In eerder onderzoek gebruikten we ChIP-seq methoden om het genoom-brede verrijking plaatsen van EBNA1 in latent geïnfecteerde Raji Burkitt's lymfoomcellen analyseren en identificeerde talrijke cellulaire locaties bindend EBNA1 [17]. Onder de EBNA1 cellulaire verrijking plaatsen identificeerden we een significante EBNA1 bindende piek bij het gastrokine 1 (GKN1) en gastrokine 2 (GKN2, ook bekend als trefoil factor interagerende proteïne (TFIZ1)) gencluster. GKN1 en GKN2 werden geïdentificeerd op basis van hun frequent verlies van expressie in neoplastische maagcarcinoom epitheelcellen, vergeleken met normaal maagweefsel [20-22] (beschreven door [23]).

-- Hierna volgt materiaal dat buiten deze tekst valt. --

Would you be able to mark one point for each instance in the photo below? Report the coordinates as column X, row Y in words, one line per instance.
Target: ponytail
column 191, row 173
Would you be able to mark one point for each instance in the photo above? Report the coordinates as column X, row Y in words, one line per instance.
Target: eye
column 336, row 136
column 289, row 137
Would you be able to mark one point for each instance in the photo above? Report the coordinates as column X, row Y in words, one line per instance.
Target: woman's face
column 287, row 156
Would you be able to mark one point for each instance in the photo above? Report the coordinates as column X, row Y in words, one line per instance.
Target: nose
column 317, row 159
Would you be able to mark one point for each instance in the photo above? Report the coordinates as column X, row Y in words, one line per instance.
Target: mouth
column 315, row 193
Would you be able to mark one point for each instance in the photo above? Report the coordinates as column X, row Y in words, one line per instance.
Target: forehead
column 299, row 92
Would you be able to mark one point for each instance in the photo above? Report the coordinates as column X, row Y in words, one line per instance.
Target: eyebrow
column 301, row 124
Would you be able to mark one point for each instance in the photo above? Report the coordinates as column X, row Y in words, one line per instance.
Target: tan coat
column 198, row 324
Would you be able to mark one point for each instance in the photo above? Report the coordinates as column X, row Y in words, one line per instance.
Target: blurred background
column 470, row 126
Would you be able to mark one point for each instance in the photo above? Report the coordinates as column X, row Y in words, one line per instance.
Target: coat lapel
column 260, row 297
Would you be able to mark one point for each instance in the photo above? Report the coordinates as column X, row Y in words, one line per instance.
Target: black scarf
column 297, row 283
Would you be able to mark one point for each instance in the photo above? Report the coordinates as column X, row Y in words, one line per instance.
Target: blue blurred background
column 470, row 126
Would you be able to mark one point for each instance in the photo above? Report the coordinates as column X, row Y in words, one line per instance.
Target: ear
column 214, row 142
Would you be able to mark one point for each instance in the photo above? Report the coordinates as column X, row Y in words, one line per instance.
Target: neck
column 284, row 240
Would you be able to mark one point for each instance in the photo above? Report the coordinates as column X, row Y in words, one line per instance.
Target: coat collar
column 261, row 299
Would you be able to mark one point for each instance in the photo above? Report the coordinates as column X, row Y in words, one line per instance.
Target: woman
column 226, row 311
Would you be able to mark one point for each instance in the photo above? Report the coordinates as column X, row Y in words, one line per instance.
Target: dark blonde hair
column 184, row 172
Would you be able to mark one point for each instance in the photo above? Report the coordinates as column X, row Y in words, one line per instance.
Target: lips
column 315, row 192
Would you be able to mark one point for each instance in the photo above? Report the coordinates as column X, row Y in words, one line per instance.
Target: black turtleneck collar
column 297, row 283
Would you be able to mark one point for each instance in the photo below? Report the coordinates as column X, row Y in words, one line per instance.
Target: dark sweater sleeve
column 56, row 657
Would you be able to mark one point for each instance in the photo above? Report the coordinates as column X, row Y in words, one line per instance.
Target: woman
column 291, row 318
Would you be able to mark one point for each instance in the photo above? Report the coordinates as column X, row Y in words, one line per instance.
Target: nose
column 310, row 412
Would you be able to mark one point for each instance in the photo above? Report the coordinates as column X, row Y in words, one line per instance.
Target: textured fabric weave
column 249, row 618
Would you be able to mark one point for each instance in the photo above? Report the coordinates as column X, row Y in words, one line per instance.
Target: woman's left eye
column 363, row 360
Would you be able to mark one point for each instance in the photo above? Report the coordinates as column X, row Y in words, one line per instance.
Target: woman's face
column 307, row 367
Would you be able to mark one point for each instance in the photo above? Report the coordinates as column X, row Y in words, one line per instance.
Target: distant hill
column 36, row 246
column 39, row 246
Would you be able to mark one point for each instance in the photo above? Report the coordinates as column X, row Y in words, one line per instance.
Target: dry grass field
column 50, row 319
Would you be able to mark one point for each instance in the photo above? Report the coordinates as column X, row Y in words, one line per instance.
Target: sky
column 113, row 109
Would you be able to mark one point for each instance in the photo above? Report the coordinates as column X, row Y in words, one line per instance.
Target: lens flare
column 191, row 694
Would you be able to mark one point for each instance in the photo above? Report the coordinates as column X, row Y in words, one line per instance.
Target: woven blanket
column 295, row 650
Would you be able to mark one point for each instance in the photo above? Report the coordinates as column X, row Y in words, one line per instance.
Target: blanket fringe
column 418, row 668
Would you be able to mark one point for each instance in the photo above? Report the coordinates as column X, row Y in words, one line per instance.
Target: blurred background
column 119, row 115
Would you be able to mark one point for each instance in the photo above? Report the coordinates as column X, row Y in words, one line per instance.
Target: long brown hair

Enkele recente studies beschreven antiproliferatieve en anti-invasieve activiteit GKN1 in maagepitheelcellen, die samen met het frequente expressie verlies bij kanker suggereert functioneert het als tumorsuppressor specifieke gastrische epitheel [21, 24-28]. GKN1 kunnen celmigratie en invasie remmen bij wondgenezing, transwell en Matrigel assay alsook alter celmarkers geassocieerd met de epitheliale-mesenchymale overgang [26]. GKN1 en GKN2 genen zijn gelegen in de nabijheid en getranscribeerd in tegengestelde richting, wat suggereert dat ze waarschijnlijk delen een bidirectionele promotor, en zijn onderhevig aan regulering door gedeelde transcriptie regulerende factoren (beoordeeld in [23]).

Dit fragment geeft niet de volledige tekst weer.